2. Fees & Payment Terms

  • Payment terms are specified on each invoice and are due upon receipt, unless a different payment schedule is mutually agreed upon in the SOW.
  • In case of late payment, the Company reserves the right to suspend the provision of Services and to charge interest on the overdue amount at a rate of % per month, or the highest rate permissible by law.
  • All fees are exclusive of any applicable taxes (such as VAT, sales tax, etc.), which will be added to the invoice as required by law. Any withholding taxes mandated by the Client’s local jurisdiction are the sole responsibility of the Client. The full invoiced amount is payable to the Company.

3. Intellectual Property

  • Pre-existing IP: Each party retains exclusive ownership of its pre-existing intellectual property, including methodologies, software, know-how, and trade secrets.
  • Deliverables: Upon full and final payment, the Client is granted a non-exclusive, perpetual, royalty-free license to use the specific deliverables created by the Company for the Client's internal business purposes, as outlined in the SOW.
  • Company IP: The Company retains ownership of all its underlying tools, technologies, AI models, frameworks, and software used to provide the Services.

4. Confidentiality

Both parties agree to maintain the confidentiality of all proprietary information (“Confidential Information”) disclosed during the engagement. This includes business processes, technical data, strategic plans, and any information not publicly known. Neither party shall disclose Confidential Information to any third party without prior written consent, except as required by law.

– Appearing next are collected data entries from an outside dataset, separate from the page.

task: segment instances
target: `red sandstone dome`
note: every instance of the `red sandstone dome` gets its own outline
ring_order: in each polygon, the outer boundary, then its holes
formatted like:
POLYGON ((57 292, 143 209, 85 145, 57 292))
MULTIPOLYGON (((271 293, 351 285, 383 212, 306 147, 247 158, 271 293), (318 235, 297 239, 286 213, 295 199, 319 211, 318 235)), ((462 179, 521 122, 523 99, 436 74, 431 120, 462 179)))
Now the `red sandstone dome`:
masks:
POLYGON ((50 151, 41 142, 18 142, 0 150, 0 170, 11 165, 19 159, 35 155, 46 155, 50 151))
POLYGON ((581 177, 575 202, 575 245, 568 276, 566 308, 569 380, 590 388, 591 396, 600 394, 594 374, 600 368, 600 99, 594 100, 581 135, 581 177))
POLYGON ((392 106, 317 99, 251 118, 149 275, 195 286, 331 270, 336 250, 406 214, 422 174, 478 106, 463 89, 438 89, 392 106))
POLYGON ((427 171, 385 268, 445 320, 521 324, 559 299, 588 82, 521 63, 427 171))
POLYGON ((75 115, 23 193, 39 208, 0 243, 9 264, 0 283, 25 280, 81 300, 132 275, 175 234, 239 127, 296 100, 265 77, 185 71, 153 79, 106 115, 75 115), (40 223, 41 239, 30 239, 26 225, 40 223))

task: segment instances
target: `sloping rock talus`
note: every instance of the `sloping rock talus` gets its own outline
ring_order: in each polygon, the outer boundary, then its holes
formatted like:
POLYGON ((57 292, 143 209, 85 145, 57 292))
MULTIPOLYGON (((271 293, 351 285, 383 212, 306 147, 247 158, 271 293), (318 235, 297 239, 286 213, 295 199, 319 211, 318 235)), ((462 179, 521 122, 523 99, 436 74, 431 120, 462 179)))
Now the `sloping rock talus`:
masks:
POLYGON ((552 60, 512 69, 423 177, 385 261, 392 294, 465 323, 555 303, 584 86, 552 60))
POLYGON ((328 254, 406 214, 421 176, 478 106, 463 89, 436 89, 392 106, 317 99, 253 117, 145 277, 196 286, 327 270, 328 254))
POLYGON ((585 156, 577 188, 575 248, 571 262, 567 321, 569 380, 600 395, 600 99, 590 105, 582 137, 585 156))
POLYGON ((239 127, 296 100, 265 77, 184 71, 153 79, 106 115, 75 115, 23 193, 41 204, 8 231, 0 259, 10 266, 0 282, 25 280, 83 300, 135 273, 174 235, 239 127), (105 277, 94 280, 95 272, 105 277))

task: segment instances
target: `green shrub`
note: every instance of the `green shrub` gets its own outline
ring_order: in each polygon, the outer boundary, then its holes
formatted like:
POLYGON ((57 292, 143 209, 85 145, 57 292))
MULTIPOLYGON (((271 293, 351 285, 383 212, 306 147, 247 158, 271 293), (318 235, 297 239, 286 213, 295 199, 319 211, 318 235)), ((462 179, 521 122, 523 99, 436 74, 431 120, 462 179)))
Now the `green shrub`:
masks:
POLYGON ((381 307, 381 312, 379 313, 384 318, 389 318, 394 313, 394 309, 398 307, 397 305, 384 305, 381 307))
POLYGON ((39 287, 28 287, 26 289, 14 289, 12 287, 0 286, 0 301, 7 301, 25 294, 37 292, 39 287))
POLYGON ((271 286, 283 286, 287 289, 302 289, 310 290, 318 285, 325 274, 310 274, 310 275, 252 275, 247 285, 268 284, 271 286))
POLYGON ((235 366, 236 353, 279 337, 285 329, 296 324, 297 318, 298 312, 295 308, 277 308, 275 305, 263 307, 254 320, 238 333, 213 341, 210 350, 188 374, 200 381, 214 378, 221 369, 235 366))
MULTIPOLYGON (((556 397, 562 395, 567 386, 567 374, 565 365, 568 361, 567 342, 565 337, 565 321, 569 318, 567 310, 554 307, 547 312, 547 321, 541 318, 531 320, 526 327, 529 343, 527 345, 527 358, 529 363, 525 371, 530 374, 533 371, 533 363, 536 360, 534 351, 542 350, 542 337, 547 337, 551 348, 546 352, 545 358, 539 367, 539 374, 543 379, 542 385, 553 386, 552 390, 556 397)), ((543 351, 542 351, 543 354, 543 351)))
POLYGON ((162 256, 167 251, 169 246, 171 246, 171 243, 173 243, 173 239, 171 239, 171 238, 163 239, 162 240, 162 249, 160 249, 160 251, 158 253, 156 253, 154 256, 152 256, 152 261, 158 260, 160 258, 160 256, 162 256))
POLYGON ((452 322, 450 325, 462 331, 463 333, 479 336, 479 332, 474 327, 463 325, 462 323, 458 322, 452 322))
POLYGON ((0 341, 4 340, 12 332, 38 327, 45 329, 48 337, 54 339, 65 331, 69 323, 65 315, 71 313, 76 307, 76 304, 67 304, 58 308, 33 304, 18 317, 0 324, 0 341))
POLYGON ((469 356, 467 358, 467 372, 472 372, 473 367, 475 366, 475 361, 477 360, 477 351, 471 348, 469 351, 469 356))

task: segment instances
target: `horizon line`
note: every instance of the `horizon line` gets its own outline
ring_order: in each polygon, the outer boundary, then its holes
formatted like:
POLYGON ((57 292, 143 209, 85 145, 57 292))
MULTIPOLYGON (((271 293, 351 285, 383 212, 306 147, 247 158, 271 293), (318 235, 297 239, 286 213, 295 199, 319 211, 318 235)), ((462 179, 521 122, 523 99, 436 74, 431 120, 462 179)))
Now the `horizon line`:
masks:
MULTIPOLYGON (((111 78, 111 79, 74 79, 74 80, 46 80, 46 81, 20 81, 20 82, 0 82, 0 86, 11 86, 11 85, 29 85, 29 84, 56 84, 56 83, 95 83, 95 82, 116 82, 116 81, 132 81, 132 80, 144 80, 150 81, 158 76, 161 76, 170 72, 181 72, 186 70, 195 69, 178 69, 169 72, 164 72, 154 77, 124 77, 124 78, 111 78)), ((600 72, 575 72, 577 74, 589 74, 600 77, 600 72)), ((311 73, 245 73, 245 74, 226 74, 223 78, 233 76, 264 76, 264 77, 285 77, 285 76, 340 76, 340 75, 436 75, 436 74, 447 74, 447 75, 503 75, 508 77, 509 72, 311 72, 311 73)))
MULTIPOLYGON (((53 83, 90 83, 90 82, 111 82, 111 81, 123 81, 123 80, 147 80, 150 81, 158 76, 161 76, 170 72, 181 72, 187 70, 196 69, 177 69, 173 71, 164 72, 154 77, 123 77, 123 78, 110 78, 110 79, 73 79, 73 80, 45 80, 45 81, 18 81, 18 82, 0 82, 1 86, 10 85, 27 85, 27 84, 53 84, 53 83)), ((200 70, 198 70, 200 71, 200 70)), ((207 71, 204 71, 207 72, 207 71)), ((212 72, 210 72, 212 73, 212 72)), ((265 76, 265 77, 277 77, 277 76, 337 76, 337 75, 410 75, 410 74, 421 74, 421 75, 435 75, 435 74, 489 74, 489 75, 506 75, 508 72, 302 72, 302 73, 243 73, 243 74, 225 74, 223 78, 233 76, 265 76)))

5. Limitation of Liability & Disclaimer of Warranties

  • AI Code undertakes to perform its Services with the highest degree of professionalism and diligence. However, our obligations are for means and not for results, particularly given the complex and evolving nature of AI and technology solutions.
  • The Company's total liability for any claims arising from the Services, whether in contract or tort, shall not exceed the total fees paid by the Client to the Company for the specific SOW from which the claim arises.
  • Under no circumstances shall the Company be liable for any indirect, incidental, or consequential damages, including loss of profits or data.

6. Term & Termination

Either party may terminate a project or the service agreement by providing 30 days' written notice to the other party. In the event of termination, the Client agrees to pay for all Services performed and expenses incurred up to the effective date of termination.

7. Governing Law & Jurisdiction

All contractual relations between the Company and the Client shall be governed by and construed in accordance with the laws of the Russian Federation, without regard to its conflict of law principles. Any disputes shall be resolved in the competent courts of Moscow.